Madame Lambert, lorsque Julie entra dans le salon, était avec une femme que Julie avait rencontrée dans le monde, mais qu’elle connaissait à peine de nom. Elle dut faire un effort sur elle-même pour cacher l’expression du mécontentement qu’elle éprouvait d’avoir fait inutilement le voyage de P…

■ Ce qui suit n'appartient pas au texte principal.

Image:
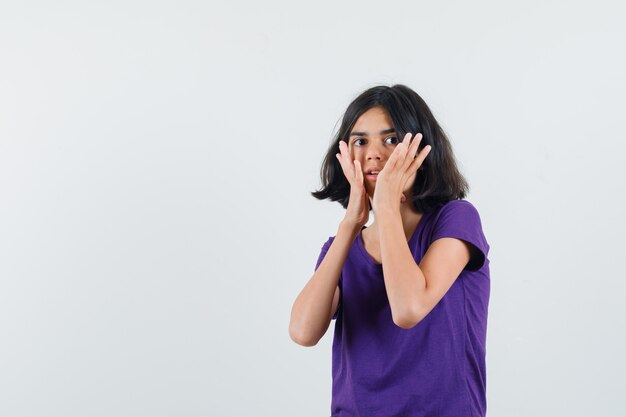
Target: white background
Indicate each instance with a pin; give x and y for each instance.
(156, 222)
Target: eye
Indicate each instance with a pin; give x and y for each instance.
(394, 138)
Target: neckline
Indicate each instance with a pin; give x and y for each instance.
(368, 257)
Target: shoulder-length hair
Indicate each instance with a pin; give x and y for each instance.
(438, 179)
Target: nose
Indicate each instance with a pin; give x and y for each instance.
(374, 152)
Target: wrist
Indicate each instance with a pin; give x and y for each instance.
(350, 228)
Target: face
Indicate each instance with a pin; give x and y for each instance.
(371, 142)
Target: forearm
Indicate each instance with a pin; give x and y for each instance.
(310, 314)
(404, 280)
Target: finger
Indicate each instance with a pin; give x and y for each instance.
(413, 147)
(419, 159)
(346, 164)
(398, 155)
(358, 172)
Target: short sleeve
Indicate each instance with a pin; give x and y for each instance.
(323, 252)
(460, 219)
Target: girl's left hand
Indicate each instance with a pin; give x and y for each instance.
(398, 174)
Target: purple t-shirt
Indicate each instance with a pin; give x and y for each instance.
(436, 368)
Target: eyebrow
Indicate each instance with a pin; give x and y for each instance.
(382, 132)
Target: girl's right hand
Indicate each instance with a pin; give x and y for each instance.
(358, 210)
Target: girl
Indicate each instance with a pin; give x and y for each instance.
(410, 292)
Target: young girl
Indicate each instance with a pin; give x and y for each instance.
(410, 292)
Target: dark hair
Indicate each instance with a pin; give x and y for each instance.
(438, 180)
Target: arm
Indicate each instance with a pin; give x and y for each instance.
(317, 302)
(413, 290)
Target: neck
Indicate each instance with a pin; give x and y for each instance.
(410, 218)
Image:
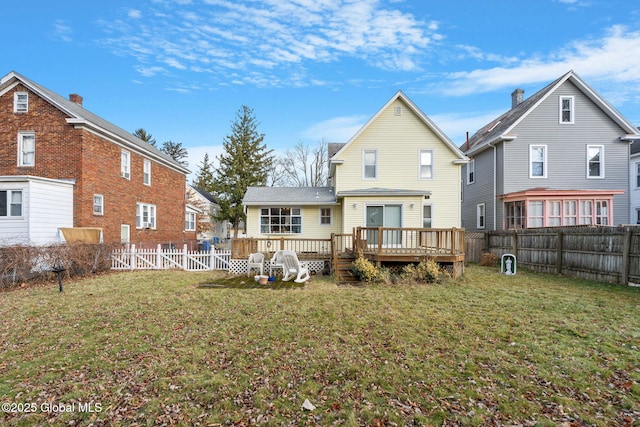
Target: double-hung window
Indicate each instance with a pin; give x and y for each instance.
(125, 164)
(98, 204)
(20, 102)
(146, 172)
(595, 161)
(280, 220)
(370, 164)
(190, 221)
(426, 164)
(567, 111)
(145, 215)
(26, 149)
(10, 203)
(480, 215)
(537, 161)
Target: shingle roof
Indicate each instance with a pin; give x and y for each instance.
(289, 196)
(79, 113)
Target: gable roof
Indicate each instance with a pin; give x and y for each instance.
(499, 129)
(421, 115)
(289, 196)
(79, 116)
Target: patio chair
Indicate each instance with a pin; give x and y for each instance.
(294, 268)
(277, 262)
(256, 261)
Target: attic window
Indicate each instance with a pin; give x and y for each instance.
(20, 102)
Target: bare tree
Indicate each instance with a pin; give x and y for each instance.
(306, 166)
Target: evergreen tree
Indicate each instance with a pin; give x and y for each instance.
(204, 176)
(145, 136)
(176, 151)
(245, 162)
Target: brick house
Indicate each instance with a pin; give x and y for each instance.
(123, 185)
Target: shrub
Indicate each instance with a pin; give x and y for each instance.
(427, 271)
(489, 259)
(365, 271)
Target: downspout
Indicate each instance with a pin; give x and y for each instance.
(495, 184)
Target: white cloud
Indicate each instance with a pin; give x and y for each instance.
(614, 57)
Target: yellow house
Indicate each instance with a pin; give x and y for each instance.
(398, 170)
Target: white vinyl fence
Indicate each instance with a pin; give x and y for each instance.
(163, 259)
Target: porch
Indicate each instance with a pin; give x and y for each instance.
(382, 245)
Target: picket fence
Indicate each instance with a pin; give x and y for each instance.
(131, 258)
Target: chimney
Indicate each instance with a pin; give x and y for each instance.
(74, 97)
(516, 97)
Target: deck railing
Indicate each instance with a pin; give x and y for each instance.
(399, 241)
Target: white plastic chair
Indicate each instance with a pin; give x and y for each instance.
(255, 261)
(294, 268)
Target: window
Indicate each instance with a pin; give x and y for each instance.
(124, 233)
(10, 203)
(514, 215)
(370, 162)
(555, 213)
(586, 212)
(538, 161)
(480, 215)
(536, 214)
(325, 216)
(125, 165)
(190, 221)
(427, 216)
(602, 212)
(98, 204)
(280, 220)
(20, 102)
(567, 113)
(595, 161)
(145, 215)
(570, 213)
(146, 172)
(426, 164)
(26, 149)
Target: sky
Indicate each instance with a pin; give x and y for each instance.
(315, 70)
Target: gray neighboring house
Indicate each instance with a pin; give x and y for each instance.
(634, 167)
(560, 157)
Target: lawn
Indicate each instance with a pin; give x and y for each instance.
(151, 348)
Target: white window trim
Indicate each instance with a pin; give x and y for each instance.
(572, 112)
(330, 216)
(153, 221)
(420, 164)
(601, 147)
(17, 104)
(377, 165)
(479, 207)
(10, 204)
(101, 204)
(545, 164)
(146, 172)
(125, 168)
(187, 221)
(432, 211)
(21, 136)
(471, 165)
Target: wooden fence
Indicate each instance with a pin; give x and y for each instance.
(607, 254)
(131, 258)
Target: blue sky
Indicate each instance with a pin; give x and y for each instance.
(315, 69)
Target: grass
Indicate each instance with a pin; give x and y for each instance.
(153, 348)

— Eh ! bonjour donc, chère belle ! s’écria madame Lambert en l’embrassant ; que je suis contente de voir que vous ne m’avez pas oubliée ! Vous ne pouviez venir plus à propos, car j’attends aujourd’hui je ne sais combien de gens qui vous aiment à la folie.

Julie répondit d’un air un peu contraint qu’elle avait cru trouver madame Lambert toute seule.

— Ils vont être ravis de vous voir, reprit madame Lambert. Ma maison est si triste depuis le mariage de ma fille, que je suis trop heureuse quand mes amis veulent bien s’y donner rendez-vous. Mais, chère enfant, qu’avez-vous fait de vos belles couleurs ? Je vous trouve toute pâle aujourd’hui.

Julie inventa un petit mensonge : la longueur de la route… la poussière… le soleil…

— J’ai précisément aujourd’hui à dîner un de vos adorateurs, à qui je vais faire une agréable surprise, M. de Châteaufort, et probablement son fidèle Achate, le commandant Perrin.

— J’ai eu le plaisir de recevoir dernièrement le commandant Perrin, dit Julie en rougissant un peu, car elle pensait à Châteaufort.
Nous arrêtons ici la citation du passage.